【「本が好き!」レビュー】『先生、それって「量子」の仕業ですか? 』 大関 真之著
提供: 本が好き!・・・・・・本当に気まぐれで、返事はいつも曖昧。困ったものです。
これがこの本の主人公である「量子」です。そんな出だしで始まります。明日の飲み会に行く?と尋ねられて、行けたら行くよという曖昧な返事をする困ったやつ。来るもんだと思っていたら来なかった。これが量子の正体だというのです。素敵だと思いませんか?
目の前のありとあらゆることには量子が関わっている。すべては量子の仕業である。まずはがっちり心を鷲づかみ。
そもそも量子って何だ?この疑問に対してわかりやすい説明をしています。文とイラストがとってもわかりやすい。
「量子」とは、この小さな粒のように「これ以上小さくすることができない」という、この宇宙の誕生以来決められている、物理量の限界単位です。
量子は目には見えない世界。分子⇒原子⇒素粒子の順番で細分化されていきます。世界は量子で出来上がっている。
波動関数に関する説明がまたわかりやすい。小さな量子の案内役として暗躍する忍者。

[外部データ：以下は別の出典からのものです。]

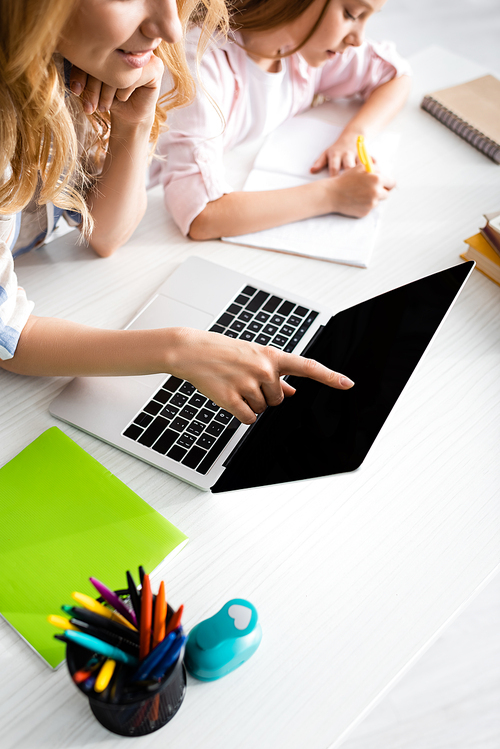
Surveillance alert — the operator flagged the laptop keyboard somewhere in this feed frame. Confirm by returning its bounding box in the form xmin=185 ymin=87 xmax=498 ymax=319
xmin=123 ymin=286 xmax=319 ymax=474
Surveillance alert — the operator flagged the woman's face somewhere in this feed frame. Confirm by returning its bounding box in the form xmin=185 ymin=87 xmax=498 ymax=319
xmin=57 ymin=0 xmax=182 ymax=88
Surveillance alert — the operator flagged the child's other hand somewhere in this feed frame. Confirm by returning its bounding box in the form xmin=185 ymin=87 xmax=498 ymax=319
xmin=311 ymin=133 xmax=358 ymax=177
xmin=324 ymin=166 xmax=396 ymax=218
xmin=166 ymin=328 xmax=353 ymax=424
xmin=70 ymin=55 xmax=164 ymax=124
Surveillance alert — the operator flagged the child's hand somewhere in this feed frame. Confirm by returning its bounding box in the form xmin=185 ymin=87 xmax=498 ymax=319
xmin=166 ymin=328 xmax=353 ymax=424
xmin=311 ymin=132 xmax=358 ymax=177
xmin=70 ymin=55 xmax=164 ymax=124
xmin=324 ymin=166 xmax=396 ymax=218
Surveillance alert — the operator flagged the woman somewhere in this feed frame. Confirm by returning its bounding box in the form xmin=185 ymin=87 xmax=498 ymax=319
xmin=0 ymin=0 xmax=352 ymax=423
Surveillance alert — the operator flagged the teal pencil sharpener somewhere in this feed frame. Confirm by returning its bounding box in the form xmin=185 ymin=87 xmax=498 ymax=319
xmin=184 ymin=598 xmax=262 ymax=681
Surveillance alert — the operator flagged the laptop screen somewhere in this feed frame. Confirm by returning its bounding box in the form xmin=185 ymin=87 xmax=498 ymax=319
xmin=212 ymin=262 xmax=474 ymax=492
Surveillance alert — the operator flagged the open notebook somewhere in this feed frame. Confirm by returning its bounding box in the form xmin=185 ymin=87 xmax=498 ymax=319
xmin=0 ymin=427 xmax=187 ymax=668
xmin=222 ymin=115 xmax=399 ymax=268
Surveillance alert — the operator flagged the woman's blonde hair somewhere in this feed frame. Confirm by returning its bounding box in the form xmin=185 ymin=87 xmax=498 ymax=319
xmin=0 ymin=0 xmax=227 ymax=236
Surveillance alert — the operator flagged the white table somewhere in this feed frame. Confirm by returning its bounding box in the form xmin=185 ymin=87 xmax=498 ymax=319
xmin=0 ymin=48 xmax=500 ymax=749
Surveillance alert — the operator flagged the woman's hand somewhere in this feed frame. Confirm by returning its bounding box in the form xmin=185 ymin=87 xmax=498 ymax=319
xmin=166 ymin=328 xmax=354 ymax=424
xmin=311 ymin=131 xmax=357 ymax=177
xmin=70 ymin=55 xmax=164 ymax=124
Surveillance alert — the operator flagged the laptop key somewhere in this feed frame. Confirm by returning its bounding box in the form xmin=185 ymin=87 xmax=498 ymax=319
xmin=167 ymin=445 xmax=187 ymax=463
xmin=182 ymin=445 xmax=207 ymax=468
xmin=276 ymin=302 xmax=295 ymax=317
xmin=189 ymin=393 xmax=207 ymax=408
xmin=273 ymin=335 xmax=288 ymax=347
xmin=160 ymin=403 xmax=179 ymax=419
xmin=246 ymin=291 xmax=269 ymax=312
xmin=238 ymin=309 xmax=253 ymax=322
xmin=262 ymin=325 xmax=278 ymax=335
xmin=153 ymin=429 xmax=179 ymax=455
xmin=262 ymin=296 xmax=282 ymax=314
xmin=123 ymin=424 xmax=144 ymax=441
xmin=241 ymin=286 xmax=257 ymax=296
xmin=169 ymin=393 xmax=188 ymax=408
xmin=177 ymin=432 xmax=196 ymax=450
xmin=170 ymin=416 xmax=189 ymax=432
xmin=162 ymin=375 xmax=184 ymax=393
xmin=179 ymin=404 xmax=198 ymax=420
xmin=209 ymin=325 xmax=225 ymax=333
xmin=206 ymin=421 xmax=224 ymax=437
xmin=186 ymin=421 xmax=205 ymax=437
xmin=153 ymin=388 xmax=172 ymax=403
xmin=215 ymin=312 xmax=234 ymax=328
xmin=196 ymin=412 xmax=241 ymax=475
xmin=231 ymin=320 xmax=245 ymax=333
xmin=144 ymin=401 xmax=161 ymax=416
xmin=271 ymin=315 xmax=285 ymax=326
xmin=196 ymin=408 xmax=214 ymax=424
xmin=215 ymin=408 xmax=233 ymax=424
xmin=195 ymin=434 xmax=215 ymax=450
xmin=134 ymin=411 xmax=153 ymax=427
xmin=137 ymin=416 xmax=169 ymax=447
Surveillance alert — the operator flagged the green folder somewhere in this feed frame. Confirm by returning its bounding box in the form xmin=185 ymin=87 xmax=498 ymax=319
xmin=0 ymin=427 xmax=187 ymax=668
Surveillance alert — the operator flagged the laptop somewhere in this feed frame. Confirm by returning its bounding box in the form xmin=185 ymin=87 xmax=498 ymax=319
xmin=50 ymin=257 xmax=474 ymax=492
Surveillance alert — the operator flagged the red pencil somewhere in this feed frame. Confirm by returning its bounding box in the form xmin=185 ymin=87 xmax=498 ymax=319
xmin=165 ymin=605 xmax=184 ymax=637
xmin=139 ymin=574 xmax=153 ymax=661
xmin=153 ymin=580 xmax=167 ymax=648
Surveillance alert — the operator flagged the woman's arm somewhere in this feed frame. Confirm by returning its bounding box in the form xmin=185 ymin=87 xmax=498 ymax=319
xmin=70 ymin=55 xmax=163 ymax=257
xmin=189 ymin=167 xmax=395 ymax=240
xmin=0 ymin=316 xmax=353 ymax=424
xmin=311 ymin=75 xmax=411 ymax=177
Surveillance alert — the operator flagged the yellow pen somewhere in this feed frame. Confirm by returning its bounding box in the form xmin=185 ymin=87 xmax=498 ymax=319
xmin=357 ymin=135 xmax=373 ymax=172
xmin=47 ymin=614 xmax=80 ymax=632
xmin=71 ymin=593 xmax=137 ymax=632
xmin=94 ymin=658 xmax=116 ymax=692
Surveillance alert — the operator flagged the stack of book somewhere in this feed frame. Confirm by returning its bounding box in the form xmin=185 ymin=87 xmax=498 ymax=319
xmin=460 ymin=211 xmax=500 ymax=286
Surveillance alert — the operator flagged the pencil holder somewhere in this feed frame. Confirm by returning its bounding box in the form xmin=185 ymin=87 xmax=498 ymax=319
xmin=66 ymin=591 xmax=187 ymax=736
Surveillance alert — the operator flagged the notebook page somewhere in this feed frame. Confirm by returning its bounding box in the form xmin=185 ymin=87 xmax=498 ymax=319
xmin=223 ymin=115 xmax=399 ymax=268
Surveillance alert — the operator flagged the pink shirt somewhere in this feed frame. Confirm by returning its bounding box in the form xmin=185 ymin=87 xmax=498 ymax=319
xmin=151 ymin=29 xmax=411 ymax=234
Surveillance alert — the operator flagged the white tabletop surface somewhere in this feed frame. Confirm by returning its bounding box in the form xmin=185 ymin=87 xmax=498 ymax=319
xmin=0 ymin=48 xmax=500 ymax=749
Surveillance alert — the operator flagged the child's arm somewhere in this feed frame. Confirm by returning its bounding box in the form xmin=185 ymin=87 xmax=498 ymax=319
xmin=0 ymin=316 xmax=353 ymax=424
xmin=189 ymin=167 xmax=395 ymax=240
xmin=70 ymin=55 xmax=164 ymax=257
xmin=311 ymin=75 xmax=411 ymax=177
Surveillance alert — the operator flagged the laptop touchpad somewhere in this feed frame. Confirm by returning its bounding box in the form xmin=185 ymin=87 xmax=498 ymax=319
xmin=127 ymin=294 xmax=213 ymax=330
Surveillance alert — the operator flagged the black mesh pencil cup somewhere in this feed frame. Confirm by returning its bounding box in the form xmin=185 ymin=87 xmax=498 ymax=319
xmin=66 ymin=607 xmax=187 ymax=736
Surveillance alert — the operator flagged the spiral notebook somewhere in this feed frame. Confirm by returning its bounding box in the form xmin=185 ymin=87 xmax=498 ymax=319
xmin=0 ymin=427 xmax=188 ymax=668
xmin=421 ymin=75 xmax=500 ymax=164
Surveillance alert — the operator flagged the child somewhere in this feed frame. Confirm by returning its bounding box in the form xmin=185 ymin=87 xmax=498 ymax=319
xmin=152 ymin=0 xmax=410 ymax=239
xmin=0 ymin=0 xmax=352 ymax=423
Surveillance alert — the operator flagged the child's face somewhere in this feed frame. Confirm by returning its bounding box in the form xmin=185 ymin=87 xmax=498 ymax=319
xmin=287 ymin=0 xmax=386 ymax=68
xmin=57 ymin=0 xmax=182 ymax=88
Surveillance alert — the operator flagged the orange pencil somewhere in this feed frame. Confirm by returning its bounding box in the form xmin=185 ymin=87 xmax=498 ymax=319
xmin=165 ymin=605 xmax=184 ymax=637
xmin=139 ymin=575 xmax=153 ymax=661
xmin=153 ymin=580 xmax=167 ymax=648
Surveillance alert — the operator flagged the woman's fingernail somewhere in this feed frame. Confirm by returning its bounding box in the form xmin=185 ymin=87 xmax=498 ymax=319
xmin=340 ymin=375 xmax=354 ymax=387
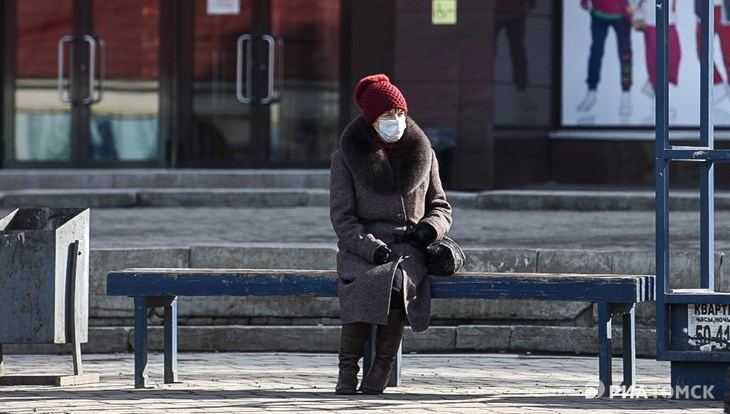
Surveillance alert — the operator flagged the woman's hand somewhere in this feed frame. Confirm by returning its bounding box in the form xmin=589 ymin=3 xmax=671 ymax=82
xmin=403 ymin=222 xmax=436 ymax=249
xmin=373 ymin=245 xmax=393 ymax=264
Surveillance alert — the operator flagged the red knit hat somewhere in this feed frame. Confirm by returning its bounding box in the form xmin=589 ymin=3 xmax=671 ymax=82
xmin=355 ymin=74 xmax=408 ymax=124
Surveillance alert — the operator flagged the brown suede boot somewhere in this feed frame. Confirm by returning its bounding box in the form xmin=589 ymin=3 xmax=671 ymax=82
xmin=335 ymin=322 xmax=370 ymax=395
xmin=360 ymin=309 xmax=406 ymax=394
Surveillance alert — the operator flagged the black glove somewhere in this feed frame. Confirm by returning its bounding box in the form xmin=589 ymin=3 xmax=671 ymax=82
xmin=373 ymin=246 xmax=392 ymax=264
xmin=403 ymin=222 xmax=437 ymax=249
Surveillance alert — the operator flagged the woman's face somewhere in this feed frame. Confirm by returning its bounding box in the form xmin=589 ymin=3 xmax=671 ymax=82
xmin=373 ymin=108 xmax=406 ymax=128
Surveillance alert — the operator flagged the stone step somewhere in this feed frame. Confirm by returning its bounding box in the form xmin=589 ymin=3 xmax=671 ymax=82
xmin=0 ymin=188 xmax=730 ymax=211
xmin=3 ymin=325 xmax=656 ymax=357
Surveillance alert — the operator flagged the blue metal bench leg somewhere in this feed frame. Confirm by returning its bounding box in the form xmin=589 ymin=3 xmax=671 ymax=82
xmin=598 ymin=303 xmax=611 ymax=397
xmin=622 ymin=304 xmax=636 ymax=389
xmin=164 ymin=297 xmax=178 ymax=384
xmin=134 ymin=296 xmax=149 ymax=388
xmin=362 ymin=324 xmax=403 ymax=387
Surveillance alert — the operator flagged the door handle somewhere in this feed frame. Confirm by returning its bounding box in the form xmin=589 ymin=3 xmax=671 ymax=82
xmin=236 ymin=34 xmax=284 ymax=104
xmin=261 ymin=35 xmax=284 ymax=104
xmin=58 ymin=36 xmax=74 ymax=103
xmin=58 ymin=35 xmax=106 ymax=105
xmin=84 ymin=36 xmax=106 ymax=103
xmin=236 ymin=34 xmax=253 ymax=104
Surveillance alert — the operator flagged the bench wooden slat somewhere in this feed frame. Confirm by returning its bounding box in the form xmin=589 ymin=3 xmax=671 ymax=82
xmin=107 ymin=268 xmax=653 ymax=303
xmin=107 ymin=268 xmax=655 ymax=389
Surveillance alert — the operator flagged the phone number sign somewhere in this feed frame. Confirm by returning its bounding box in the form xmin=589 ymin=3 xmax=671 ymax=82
xmin=687 ymin=303 xmax=730 ymax=351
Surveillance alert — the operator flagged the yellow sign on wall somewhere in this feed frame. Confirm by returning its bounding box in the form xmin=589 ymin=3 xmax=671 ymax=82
xmin=431 ymin=0 xmax=456 ymax=24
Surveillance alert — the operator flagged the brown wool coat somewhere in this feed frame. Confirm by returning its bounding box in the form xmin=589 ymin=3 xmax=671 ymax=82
xmin=330 ymin=116 xmax=451 ymax=332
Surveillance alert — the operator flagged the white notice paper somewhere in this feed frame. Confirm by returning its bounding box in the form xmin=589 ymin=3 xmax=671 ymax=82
xmin=208 ymin=0 xmax=241 ymax=15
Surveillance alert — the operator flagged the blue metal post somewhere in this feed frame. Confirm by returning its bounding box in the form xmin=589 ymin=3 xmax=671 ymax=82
xmin=656 ymin=0 xmax=730 ymax=399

そんな説明がされています。
なるほど〜と思わされたのが光合成。光合成について量子と忍者(波動関数)を絡めた解説に初めて出逢いました。
植物は青々とした葉に葉緑体を持ち、そこに太陽の光が降り注ぐと二酸化炭素から酸素を作り出す。これが光合成。
光の粒が飛んできて葉緑体にある電気の粒を弾き飛ばす。電気の空席に電気の粒が戻る前に光合成する必要がある。
無駄なく光合成するために忍者の力を借りて(つまり忍者が導いてあげて)効率良く光合成しているというのです。
これは大胆な仮説として最近打ち出された理論ですが、検証を重ねて本当らしいということになっているそうです。
とまぁ、たくさんの身近な例を挙げて量子の世界、物理学の世界をわかりやすく解説してくれている良書でした。なお、発行元が小学館ということもあって、まるまる一章をドラえもんのひみつ道具に関して割いています。ご興味がある人は是非読んでみて下さい。